Выбрать главу

Неспособный сломать пополам дирижерскую палочку, он выхватывал из кармана носовой платок, а если и тот оказывал сопротивление, пытался отодрать фалды своего фрака. Услышав, как фрак с треском разрывается до самой середины спины, «он облегченно и тихо просил оркестрантов снова сыграть ту же фразу». Восклицание «basta!», издаваемое многострадальной женой Тосканини, мгновенно его успокаивало.

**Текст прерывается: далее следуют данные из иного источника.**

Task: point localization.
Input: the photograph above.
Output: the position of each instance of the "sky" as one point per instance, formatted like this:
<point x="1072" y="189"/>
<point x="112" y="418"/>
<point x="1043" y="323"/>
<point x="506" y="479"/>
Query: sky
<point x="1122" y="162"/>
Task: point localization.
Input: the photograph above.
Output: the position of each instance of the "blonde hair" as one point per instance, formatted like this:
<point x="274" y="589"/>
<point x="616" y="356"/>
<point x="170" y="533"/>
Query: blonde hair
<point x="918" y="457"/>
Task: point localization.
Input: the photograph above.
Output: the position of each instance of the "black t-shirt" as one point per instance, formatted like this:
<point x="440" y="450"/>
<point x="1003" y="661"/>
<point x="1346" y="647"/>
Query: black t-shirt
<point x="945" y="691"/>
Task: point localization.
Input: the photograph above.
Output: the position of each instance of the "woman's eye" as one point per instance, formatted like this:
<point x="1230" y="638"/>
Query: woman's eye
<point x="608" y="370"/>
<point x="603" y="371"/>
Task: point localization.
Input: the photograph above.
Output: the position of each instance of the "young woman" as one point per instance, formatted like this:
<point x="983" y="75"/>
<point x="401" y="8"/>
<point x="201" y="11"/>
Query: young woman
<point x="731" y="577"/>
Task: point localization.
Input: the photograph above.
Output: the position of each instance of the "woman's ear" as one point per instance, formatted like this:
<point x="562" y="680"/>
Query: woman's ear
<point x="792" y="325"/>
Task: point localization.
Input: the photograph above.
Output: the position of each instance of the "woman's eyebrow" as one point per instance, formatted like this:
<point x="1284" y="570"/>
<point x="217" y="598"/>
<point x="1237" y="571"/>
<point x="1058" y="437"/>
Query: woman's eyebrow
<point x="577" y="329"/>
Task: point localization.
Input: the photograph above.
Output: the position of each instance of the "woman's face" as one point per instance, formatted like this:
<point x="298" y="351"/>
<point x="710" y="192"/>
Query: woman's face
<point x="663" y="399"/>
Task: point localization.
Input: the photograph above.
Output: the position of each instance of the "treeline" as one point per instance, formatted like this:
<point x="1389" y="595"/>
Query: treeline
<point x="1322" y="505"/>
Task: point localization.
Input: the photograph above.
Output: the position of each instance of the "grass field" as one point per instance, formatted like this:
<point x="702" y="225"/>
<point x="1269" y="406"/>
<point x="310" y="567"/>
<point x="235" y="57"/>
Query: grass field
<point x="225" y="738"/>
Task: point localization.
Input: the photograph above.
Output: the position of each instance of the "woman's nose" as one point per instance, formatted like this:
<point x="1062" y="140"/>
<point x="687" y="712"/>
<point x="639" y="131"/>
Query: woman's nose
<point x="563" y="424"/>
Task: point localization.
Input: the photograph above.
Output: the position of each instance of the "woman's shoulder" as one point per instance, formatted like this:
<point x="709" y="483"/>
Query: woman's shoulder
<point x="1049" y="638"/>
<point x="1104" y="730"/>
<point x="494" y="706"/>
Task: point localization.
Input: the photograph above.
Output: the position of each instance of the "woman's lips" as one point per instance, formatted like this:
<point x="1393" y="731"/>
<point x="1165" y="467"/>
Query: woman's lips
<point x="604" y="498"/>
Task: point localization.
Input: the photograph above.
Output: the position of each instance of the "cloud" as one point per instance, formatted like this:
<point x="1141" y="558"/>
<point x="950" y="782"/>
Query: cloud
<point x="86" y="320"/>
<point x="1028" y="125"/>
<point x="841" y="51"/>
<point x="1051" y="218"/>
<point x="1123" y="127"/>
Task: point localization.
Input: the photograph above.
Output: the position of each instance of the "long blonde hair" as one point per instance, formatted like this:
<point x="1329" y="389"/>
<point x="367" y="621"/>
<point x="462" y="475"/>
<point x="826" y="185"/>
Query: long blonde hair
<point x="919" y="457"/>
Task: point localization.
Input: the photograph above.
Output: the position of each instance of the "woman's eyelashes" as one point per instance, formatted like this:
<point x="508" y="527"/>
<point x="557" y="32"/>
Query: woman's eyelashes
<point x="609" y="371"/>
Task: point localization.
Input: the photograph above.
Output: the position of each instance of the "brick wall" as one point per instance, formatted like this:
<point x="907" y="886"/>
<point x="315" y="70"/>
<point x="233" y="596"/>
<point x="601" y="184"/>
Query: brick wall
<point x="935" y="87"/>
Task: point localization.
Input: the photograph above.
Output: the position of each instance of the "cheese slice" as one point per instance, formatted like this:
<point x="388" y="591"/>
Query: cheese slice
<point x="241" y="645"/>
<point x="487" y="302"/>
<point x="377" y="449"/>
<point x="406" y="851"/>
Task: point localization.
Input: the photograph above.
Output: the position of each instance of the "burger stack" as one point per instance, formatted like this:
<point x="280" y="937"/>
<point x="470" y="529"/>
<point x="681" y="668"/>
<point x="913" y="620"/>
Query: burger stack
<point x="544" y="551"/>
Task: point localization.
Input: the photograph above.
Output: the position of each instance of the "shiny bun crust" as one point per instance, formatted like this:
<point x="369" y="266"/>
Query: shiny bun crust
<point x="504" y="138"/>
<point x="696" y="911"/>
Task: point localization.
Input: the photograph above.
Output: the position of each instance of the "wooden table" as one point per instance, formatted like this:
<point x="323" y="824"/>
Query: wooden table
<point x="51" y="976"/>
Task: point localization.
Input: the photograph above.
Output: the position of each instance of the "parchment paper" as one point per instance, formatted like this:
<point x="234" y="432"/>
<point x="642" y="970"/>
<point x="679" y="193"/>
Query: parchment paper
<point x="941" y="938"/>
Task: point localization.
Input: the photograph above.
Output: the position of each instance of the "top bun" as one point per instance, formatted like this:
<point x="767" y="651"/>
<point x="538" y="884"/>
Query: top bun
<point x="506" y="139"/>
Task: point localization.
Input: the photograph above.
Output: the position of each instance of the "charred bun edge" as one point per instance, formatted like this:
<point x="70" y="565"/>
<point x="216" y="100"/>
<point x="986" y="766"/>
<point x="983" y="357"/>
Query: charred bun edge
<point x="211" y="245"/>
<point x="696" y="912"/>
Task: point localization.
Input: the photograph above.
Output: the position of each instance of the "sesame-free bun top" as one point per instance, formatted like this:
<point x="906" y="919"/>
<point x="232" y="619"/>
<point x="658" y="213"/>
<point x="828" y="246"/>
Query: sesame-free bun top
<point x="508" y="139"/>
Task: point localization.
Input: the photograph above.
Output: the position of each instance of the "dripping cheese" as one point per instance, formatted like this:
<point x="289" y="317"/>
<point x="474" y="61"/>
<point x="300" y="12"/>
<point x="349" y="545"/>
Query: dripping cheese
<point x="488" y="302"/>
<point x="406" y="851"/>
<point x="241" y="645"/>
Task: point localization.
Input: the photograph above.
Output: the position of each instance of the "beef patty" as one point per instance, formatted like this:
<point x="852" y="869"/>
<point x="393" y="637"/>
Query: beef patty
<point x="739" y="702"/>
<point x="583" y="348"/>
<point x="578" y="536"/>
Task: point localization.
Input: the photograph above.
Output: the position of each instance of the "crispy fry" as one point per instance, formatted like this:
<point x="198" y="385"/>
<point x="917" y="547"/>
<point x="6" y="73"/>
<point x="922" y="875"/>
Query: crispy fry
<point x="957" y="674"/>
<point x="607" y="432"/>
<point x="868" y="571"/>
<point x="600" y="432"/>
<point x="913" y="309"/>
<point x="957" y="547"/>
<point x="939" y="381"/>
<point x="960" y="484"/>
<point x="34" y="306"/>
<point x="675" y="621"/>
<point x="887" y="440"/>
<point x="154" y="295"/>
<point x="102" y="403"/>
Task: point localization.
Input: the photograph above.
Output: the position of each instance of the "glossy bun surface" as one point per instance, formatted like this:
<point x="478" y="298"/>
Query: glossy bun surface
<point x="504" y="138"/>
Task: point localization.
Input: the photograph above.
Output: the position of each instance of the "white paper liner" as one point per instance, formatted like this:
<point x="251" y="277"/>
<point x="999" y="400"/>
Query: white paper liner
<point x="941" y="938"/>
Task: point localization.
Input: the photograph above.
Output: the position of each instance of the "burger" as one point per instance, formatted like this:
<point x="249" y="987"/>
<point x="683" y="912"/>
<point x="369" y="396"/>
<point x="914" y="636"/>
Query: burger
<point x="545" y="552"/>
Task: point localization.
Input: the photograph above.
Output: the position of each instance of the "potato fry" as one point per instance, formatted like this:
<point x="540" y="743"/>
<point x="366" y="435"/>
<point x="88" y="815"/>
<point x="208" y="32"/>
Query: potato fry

Страх, который внушали ему фотовспышки, вышел боком не одному пронырливому фотографу. Тосканини «выбивал камеру из рук, ревя, разбивал ее вдребезги и растаптывал осколки, а затем с ангельской улыбкой отворачивался» и возобновлял разговор с малым ребенком коллеги «с того самого слова, на котором их прервали». Эта смесь кипучего гнева с внезапной безмятежностью лишь усиливала подозрения на тот счет, что за вспышками Тосканини кроется расчетливость, и лишь умножала ужас, нагоняемый его вспыльчивостью. Тосканинии взвивался без каких бы то ни было предупреждений, а музыканты его жили в состоянии тревожного трепета, качества их игры нисколько не улучшавшего.

Одним удавалось внушить себе, что тирания Тосканини служит высоким целям музыки. Другие «преклонялись перед его способностью с таким волнением и трепетностью относиться к своему труду». Страсти, которые изливал на людей Тосканини, воспринимались их и его сознанием как символ отеческой любви. После одной такой бури, вызванной тем, что в финале великолепной во всех иных отношениях «Богемы» медные чуть запоздали со вступлением, он собрал оркестрантов в своей гардеробной и заявил:

Я не знаю, куда мне деваться от срама. После того, что случилось сегодня, жизнь моя кончена. Я не смею взглянуть кому бы то ни было в глаза. А вот вы [он ткнул пальцем в человека, стоявшего первым в ряду подавленных музыкантов] будете нынче спать со своей женой так, точно ничего не случилось.

В другой раз, извиняясь перед скрипачом, он вспомнил о муках собственного музыкального ученичества — «о, как я страдал, как страдал!» — вообще воспоминания о лишенном любви детстве стали частым рефреном его старческих лет.

Умение внушать страх, заставляющий взрослых мужчин корчится на их стульях и мочиться в штаны, принято приписывать лишь смертоносным деспотам, однако поведение Тосканини обладает неприятным сходством с теми вспышками пугающей ярости, посредством которых насаждал и поддерживал свою власть Адольф Гитлер. Гитлер, когда что-нибудь было не по нему, ковров вовсе не грыз — это выдумка пропаганды Союзников. На самом деле, его вспышки были куда более зловещими и менее смехотворными. Они холодно планировались и имели назначением взвинтить толпу до состояния неистовой, полной ненависти истерии или парализовать возможных противников — болезненного президента Чехословакии Гахе одна из них довела до сердечного приступа. В ситуациях серьезных, например, при вторжении в Нормандию, Гитлер сохранял неизменное спокойствие. Как и Тосканини, он взрывался по поводу происшествий самых мелких, и взрывы эти направлены были на то, чтобы мгновенно добиться от окружающих абсолютной покорности. Он мог выглядеть «совершенно утратившим власть над собой», однако сознавал при этом, какое впечатление производит и, «с такой же внезапностью останавливался, разглаживал волосы, поправлял воротник и возобновлял разговор в нормальных тонах».

Психоаналитики истолковывали припадки Гитлера как «детское оружие», имевшее целью устрашить мать и подчинить ее себе. Гитлер делил с Тосканини неспособность поддерживать эмоциональные отношения с отдельными людьми — только с безликой массой. Было бы несправедливым развивать это сравнение и дальше, однако множество дополнительных черточек, таких как проявляемое обоими с раннего детства лишенное юмора отсутствие гибкости, вполне может иметь одинаковое личностное происхождение.

Тосканини жаждал власти, однако не был психопатом и в жизни своей никого не убил. Он стал самым выдающимся культурным противником Гитлера, живым символом важнейшего союза искусства и свободы. Мир относился к нему, как к герою, и по праву. Однако, противостоя диктаторам, он без зазрения совести копировал их методы.